İslam alemine ve ülkemize sağlıklı ve huzurlu bir ramazan ayı geçirmelerini dilerim.”
İftar ve sahurda ne yemeli?
Bu öğünlerde sindirimi uzun süren gıdalarda seçilmesi gerekmektedir. Lifli, proteinden zengin ağırlıklı sebze ve meyveden oluşan öğünler uzun süreli (yaklaşık 8 saat) sindirime uğrarken tokluk hissinin de uzun süreli olmasını sağlayacak, aksine işlenmiş karbonhidrat içeren şekerli, unlu gıdalar ise kısa sürede sindirime uğrayacağından (yaklaşık 3 saat) kısa sürede açlık hissedilmesine neden olacaktır. İşlenmiş karbonhidrat (şekerli gıdalar, börek, çörek, baklava, makarna, kurabiye, reçel vb) yerine sebze yemekleri, fasulye, bezelye, nohut, mercimek gibi gıdaları tercih etmeli. Asitli meşrubatlardan uzak durulmalı. Sahura kalkmadan oruç tutmamalıdır.
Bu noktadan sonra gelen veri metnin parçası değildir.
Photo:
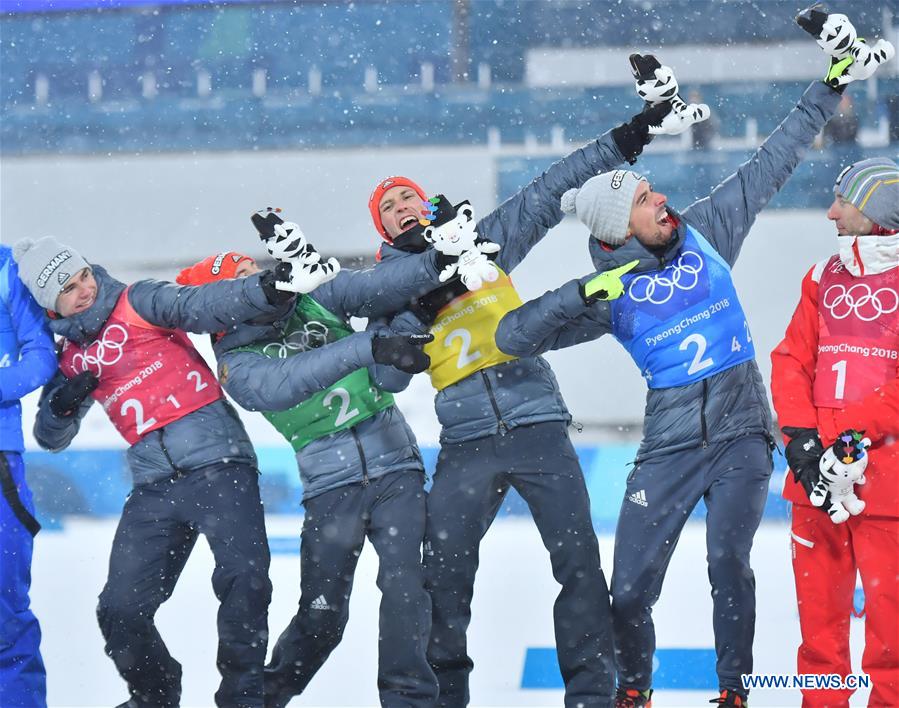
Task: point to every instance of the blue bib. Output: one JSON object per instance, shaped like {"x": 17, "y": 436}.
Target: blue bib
{"x": 684, "y": 323}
Sonuç olarak, Ramazan ayında kalp damar hastaları, kalp sağlıklarına dikkat etmeli. Oruç tutma kararını hekimlerine danışmadan vermemeli. Oruç tutabilecekse de ilaçlarının düzeni hekimi tarafından belirlendikten sonra ilaçlarını aksatmadan, orucun nefsi terbiye olduğunu unutmadan, iftar ve sahurda doğru ve ölçülü beslenerek, yeterli sıvı alarak sağlığına dikkat etmesi gerekmektedir.